Calibration metrics with bootstrap confidence intervals — because a bare ECE is not enough.
Project description
calibstats
Calibration metrics with confidence intervals — because a bare ECE number is not enough.
A model says it is 90% confident. Is it right 90% of the time?
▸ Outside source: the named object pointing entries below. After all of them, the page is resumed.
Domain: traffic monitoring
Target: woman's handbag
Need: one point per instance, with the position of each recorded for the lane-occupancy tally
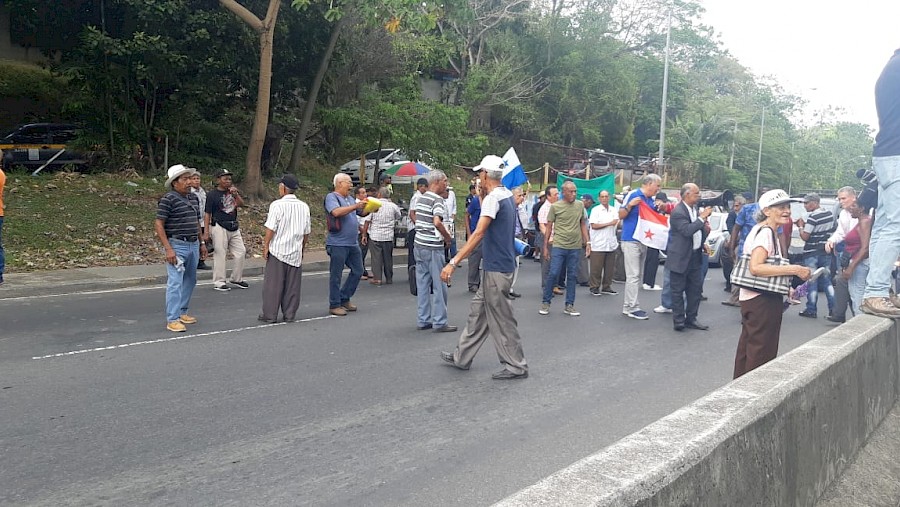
(742, 277)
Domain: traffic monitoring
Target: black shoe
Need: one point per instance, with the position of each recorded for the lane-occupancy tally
(447, 357)
(505, 374)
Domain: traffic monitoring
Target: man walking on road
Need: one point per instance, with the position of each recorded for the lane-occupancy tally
(222, 224)
(178, 227)
(432, 237)
(685, 257)
(491, 311)
(342, 245)
(287, 228)
(566, 224)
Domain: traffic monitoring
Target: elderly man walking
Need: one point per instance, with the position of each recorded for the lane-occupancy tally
(491, 313)
(178, 227)
(687, 233)
(633, 251)
(432, 237)
(287, 229)
(342, 245)
(566, 224)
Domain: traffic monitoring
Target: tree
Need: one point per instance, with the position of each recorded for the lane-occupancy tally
(266, 29)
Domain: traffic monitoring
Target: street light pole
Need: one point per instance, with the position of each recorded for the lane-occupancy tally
(762, 126)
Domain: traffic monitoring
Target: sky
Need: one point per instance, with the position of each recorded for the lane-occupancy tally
(829, 53)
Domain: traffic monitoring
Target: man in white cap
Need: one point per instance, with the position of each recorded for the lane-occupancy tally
(491, 311)
(178, 227)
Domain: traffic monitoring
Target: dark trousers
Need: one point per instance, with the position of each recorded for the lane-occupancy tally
(281, 289)
(760, 332)
(383, 260)
(651, 266)
(603, 265)
(686, 286)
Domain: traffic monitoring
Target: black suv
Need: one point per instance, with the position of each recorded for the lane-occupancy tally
(35, 144)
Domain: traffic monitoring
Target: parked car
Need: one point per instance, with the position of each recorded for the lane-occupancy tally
(385, 158)
(719, 235)
(35, 144)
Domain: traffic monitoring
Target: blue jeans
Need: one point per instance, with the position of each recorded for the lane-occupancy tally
(431, 305)
(569, 258)
(885, 243)
(180, 285)
(341, 256)
(2, 253)
(823, 283)
(665, 297)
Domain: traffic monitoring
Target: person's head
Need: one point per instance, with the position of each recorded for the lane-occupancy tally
(179, 178)
(811, 201)
(223, 179)
(518, 195)
(552, 194)
(437, 181)
(570, 192)
(342, 184)
(604, 197)
(775, 207)
(690, 194)
(288, 185)
(846, 197)
(650, 184)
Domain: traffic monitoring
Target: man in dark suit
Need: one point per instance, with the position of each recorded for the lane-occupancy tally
(684, 257)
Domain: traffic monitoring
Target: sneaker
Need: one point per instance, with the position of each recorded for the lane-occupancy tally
(187, 319)
(639, 315)
(881, 307)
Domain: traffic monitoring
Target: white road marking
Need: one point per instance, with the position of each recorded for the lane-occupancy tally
(176, 338)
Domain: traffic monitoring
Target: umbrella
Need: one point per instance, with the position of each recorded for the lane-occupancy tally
(407, 169)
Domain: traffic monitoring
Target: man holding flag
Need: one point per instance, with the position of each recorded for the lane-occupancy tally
(638, 229)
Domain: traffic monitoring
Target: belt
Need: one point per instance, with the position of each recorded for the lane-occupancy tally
(189, 239)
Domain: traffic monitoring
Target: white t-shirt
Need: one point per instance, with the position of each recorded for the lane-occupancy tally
(603, 240)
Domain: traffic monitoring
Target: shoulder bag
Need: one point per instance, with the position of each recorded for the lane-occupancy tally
(742, 277)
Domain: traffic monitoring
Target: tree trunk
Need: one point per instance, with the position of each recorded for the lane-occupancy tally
(309, 108)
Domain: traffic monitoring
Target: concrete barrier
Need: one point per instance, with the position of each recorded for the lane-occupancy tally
(776, 436)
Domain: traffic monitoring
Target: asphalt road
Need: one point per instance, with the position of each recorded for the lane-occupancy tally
(100, 405)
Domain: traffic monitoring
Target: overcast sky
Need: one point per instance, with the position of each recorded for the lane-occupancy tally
(830, 53)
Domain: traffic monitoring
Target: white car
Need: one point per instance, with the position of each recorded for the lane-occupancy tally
(386, 157)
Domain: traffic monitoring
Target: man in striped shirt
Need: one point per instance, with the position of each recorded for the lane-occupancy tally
(287, 229)
(432, 237)
(815, 231)
(178, 227)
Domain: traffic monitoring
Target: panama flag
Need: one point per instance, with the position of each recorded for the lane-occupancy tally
(652, 228)
(513, 174)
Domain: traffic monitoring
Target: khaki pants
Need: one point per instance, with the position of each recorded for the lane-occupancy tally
(225, 241)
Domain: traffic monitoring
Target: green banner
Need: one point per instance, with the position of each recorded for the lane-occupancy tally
(592, 186)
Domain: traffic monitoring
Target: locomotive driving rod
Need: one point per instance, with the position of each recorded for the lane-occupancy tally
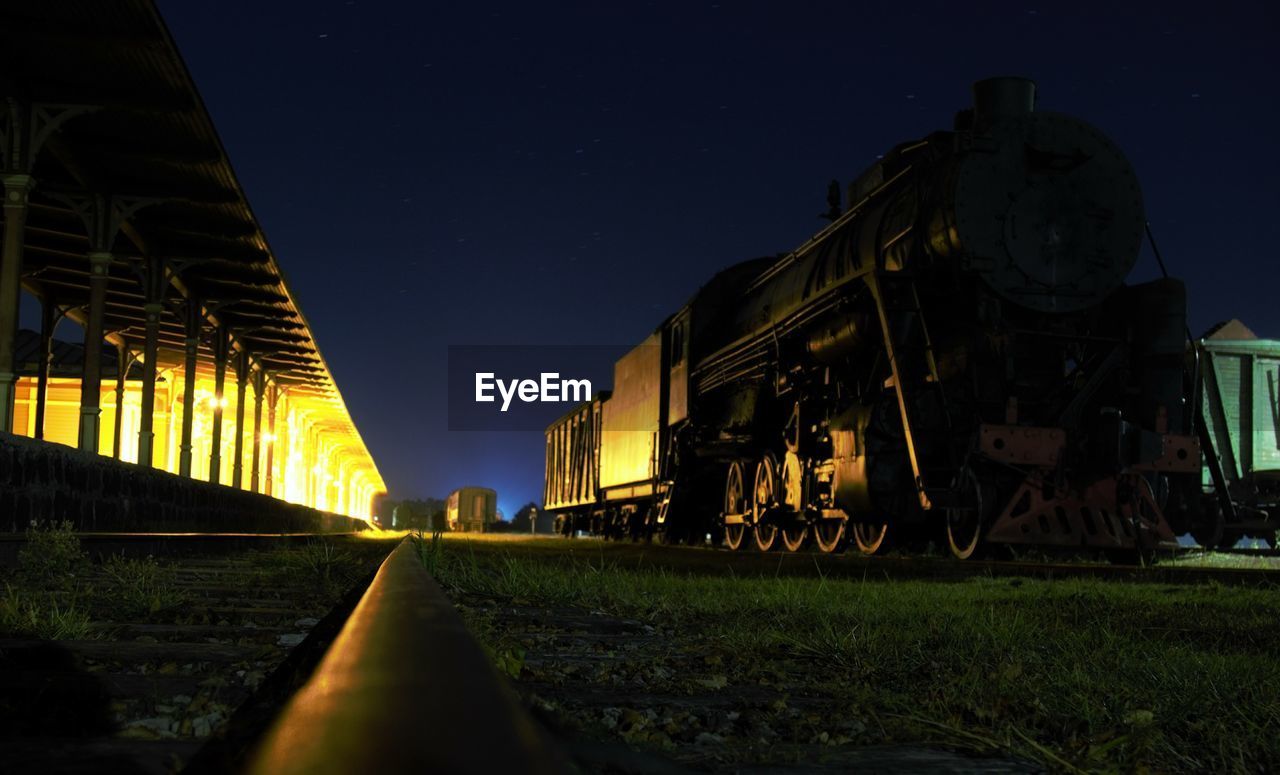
(403, 688)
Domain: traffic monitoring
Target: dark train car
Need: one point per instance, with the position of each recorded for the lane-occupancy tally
(1240, 419)
(572, 477)
(956, 355)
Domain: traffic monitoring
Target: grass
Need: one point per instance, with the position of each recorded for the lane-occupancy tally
(51, 556)
(140, 588)
(1075, 674)
(41, 615)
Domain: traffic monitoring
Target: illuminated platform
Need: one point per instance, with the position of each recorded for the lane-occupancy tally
(122, 213)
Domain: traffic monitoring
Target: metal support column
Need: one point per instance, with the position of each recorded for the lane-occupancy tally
(259, 390)
(215, 452)
(17, 190)
(150, 354)
(241, 383)
(48, 320)
(91, 382)
(122, 370)
(273, 395)
(188, 384)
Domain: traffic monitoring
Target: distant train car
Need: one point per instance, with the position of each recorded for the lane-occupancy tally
(471, 509)
(1240, 420)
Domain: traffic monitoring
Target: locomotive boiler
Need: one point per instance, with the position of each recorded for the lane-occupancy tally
(956, 356)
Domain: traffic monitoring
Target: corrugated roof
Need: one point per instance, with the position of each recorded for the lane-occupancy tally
(146, 133)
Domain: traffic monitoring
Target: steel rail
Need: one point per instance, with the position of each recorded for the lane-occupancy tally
(405, 688)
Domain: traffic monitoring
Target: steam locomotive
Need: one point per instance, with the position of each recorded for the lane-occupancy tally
(956, 356)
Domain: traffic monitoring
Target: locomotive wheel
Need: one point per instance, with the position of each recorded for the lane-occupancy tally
(735, 502)
(869, 537)
(795, 536)
(764, 498)
(830, 534)
(965, 522)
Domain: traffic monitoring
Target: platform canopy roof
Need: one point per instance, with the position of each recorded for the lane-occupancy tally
(127, 122)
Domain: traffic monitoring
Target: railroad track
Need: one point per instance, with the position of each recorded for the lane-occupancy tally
(159, 656)
(286, 653)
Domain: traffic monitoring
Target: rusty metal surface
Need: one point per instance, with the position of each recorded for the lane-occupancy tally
(403, 688)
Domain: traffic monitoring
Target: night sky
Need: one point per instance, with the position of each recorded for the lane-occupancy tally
(451, 173)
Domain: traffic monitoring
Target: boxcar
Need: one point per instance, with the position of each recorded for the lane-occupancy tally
(1240, 418)
(471, 509)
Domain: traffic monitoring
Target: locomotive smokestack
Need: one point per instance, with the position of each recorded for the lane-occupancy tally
(1000, 99)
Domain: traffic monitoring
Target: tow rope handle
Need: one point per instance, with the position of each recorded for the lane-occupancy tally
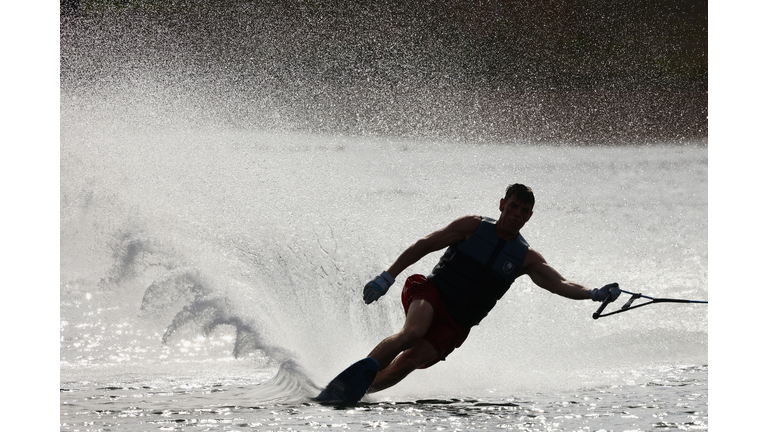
(634, 296)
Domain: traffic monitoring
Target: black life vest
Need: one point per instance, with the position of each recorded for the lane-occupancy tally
(473, 275)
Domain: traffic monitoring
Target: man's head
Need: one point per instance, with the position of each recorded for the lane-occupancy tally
(523, 193)
(516, 208)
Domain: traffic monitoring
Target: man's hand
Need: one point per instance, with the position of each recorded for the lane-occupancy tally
(611, 291)
(377, 287)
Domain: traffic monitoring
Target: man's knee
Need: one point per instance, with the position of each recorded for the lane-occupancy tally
(409, 338)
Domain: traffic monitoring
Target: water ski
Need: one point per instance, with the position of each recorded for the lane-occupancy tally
(350, 386)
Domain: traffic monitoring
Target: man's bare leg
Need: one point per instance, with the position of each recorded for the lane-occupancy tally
(422, 353)
(417, 322)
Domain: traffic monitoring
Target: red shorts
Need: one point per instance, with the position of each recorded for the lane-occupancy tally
(444, 334)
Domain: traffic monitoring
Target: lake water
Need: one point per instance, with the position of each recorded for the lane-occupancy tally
(230, 179)
(211, 280)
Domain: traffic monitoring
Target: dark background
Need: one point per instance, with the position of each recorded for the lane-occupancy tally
(573, 72)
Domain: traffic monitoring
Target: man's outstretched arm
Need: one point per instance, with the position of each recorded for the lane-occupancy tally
(545, 276)
(456, 231)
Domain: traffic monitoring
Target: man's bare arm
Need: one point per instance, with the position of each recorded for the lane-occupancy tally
(545, 276)
(458, 230)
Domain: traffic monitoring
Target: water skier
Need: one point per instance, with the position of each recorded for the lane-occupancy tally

Calibration asks whether predicted probabilities match observed frequencies. The standard metric, ECE (Expected Calibration Error), is almost always reported as a single number — and that number is biased and noisy at the sample sizes real evals run on.
calibstats reports every metric as estimate ± CI, ships a bias-corrected
estimator, and adds reliability diagrams with confidence bands, post-hoc
recalibration, and subgroup-shift significance tests. It is framework-agnostic:
feed it (predicted_prob, label) arrays from any model.
Why calibration needs confidence intervals
On a perfectly calibrated model (true ECE = 0), the plug-in ECE estimator
still reports 0.12 at n = 100 and 0.05 at n = 500. That is pure
estimator bias — the absolute value in |accuracy − confidence| cannot average
to zero from finite, noisy bins. So:
- An "ECE = 0.05" headline can mean a perfectly calibrated model at small n.
- ECEs are not comparable across papers unless n and bin count match.
- A point estimate with no interval hides whether you have signal or noise — at n = 200 the 95% CI for ECE is ~0.10 wide, often wider than the value itself.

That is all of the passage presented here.